レシピのない店のレシピ
東京・恵比寿。
裏通りの目立たない扉を開けて、急な階段を上がる。
と、そこには、外からではまったくわからない空間が広がっている。
「ほねラボラトリー」という不思議な名前のこの店には、夜な夜なワインと、季節の味を求めて、愛好家たちが足を運ぶ。
店主の櫻庭基成郎は、一切の料理修業をしたことのない、異色の料理人。
フランス料理店のフロアからこの世界に入り、さまざまな店を渡り歩き、独学で料理とワインのことを学び、店を開いた。

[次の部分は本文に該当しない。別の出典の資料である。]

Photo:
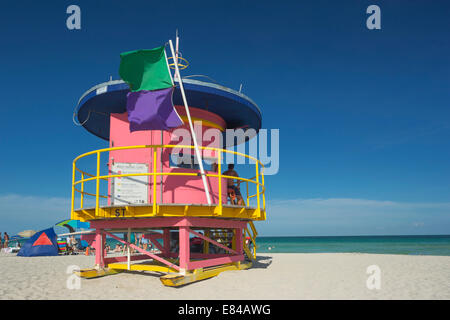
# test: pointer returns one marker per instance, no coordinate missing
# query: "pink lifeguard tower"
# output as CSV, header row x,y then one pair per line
x,y
140,184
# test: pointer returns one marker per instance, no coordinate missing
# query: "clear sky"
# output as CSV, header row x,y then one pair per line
x,y
363,114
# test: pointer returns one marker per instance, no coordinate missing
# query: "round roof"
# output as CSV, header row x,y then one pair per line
x,y
238,110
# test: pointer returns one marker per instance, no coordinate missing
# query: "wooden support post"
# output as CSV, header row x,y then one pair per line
x,y
184,249
99,252
166,242
239,241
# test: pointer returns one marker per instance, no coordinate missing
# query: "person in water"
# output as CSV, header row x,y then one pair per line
x,y
231,183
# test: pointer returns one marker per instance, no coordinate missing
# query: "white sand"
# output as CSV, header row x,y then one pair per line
x,y
275,276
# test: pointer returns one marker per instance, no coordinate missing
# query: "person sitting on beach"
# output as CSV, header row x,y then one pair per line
x,y
232,188
6,240
73,244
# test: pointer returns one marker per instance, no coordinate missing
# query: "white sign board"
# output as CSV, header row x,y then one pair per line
x,y
129,190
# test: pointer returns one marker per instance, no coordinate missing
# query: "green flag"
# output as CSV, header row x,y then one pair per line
x,y
145,69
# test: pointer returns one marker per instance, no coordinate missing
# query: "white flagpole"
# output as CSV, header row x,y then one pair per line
x,y
197,152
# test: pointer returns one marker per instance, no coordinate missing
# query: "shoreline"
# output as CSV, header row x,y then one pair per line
x,y
277,276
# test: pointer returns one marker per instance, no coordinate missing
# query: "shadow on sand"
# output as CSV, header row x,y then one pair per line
x,y
262,262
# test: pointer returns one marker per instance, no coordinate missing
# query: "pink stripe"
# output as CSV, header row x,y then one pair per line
x,y
214,262
124,258
168,222
212,241
151,255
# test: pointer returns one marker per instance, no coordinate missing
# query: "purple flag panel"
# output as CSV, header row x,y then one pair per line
x,y
152,110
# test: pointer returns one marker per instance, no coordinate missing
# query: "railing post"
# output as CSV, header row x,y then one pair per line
x,y
257,186
264,192
248,199
219,168
98,185
73,191
82,191
154,181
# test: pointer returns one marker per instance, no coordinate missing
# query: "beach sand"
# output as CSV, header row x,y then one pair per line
x,y
274,276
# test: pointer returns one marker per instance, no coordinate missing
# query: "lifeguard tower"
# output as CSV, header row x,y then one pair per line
x,y
138,185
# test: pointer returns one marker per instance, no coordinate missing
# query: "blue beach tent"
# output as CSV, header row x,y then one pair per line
x,y
42,243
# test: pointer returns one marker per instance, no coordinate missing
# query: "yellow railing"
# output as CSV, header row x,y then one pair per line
x,y
258,180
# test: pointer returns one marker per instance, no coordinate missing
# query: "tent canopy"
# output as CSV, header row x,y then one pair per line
x,y
42,243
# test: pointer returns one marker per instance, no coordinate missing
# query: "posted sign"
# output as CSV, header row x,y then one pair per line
x,y
129,190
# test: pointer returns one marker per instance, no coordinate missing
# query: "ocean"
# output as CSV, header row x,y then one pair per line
x,y
438,245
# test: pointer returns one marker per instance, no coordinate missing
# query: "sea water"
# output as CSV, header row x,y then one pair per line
x,y
438,245
411,245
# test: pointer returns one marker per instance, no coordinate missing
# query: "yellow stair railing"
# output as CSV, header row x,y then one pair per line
x,y
252,235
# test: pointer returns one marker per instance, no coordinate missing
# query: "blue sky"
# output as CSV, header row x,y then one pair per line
x,y
363,114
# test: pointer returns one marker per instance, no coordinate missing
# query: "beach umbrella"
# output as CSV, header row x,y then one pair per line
x,y
26,233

数多の著名人も愛するこの店には、お決まりのレシピがない。
櫻庭が一人で切り盛りし、四季はもちろんのこと、日ごとに変わる食材の状態によって調理の仕方を変えてきたため、いつからか、レシピを残すのをやめていた。
料理とともに提供するワインも、日ごとに異なる。
「このワインを飲んでもらいたい」からレシピが始まることもあれば、「この食材をいちばん美味しく食べてもらいたい」から始まることもある。
本書では、そんな櫻庭の展開する独自の料理とワインのマッチングを家庭でも応用しやすいレシピとともにじっくりと紹介。
その世界観の、ほんの一端ではあるが、「こんな組み合わせがあった!」という驚きとともに味わってほしい。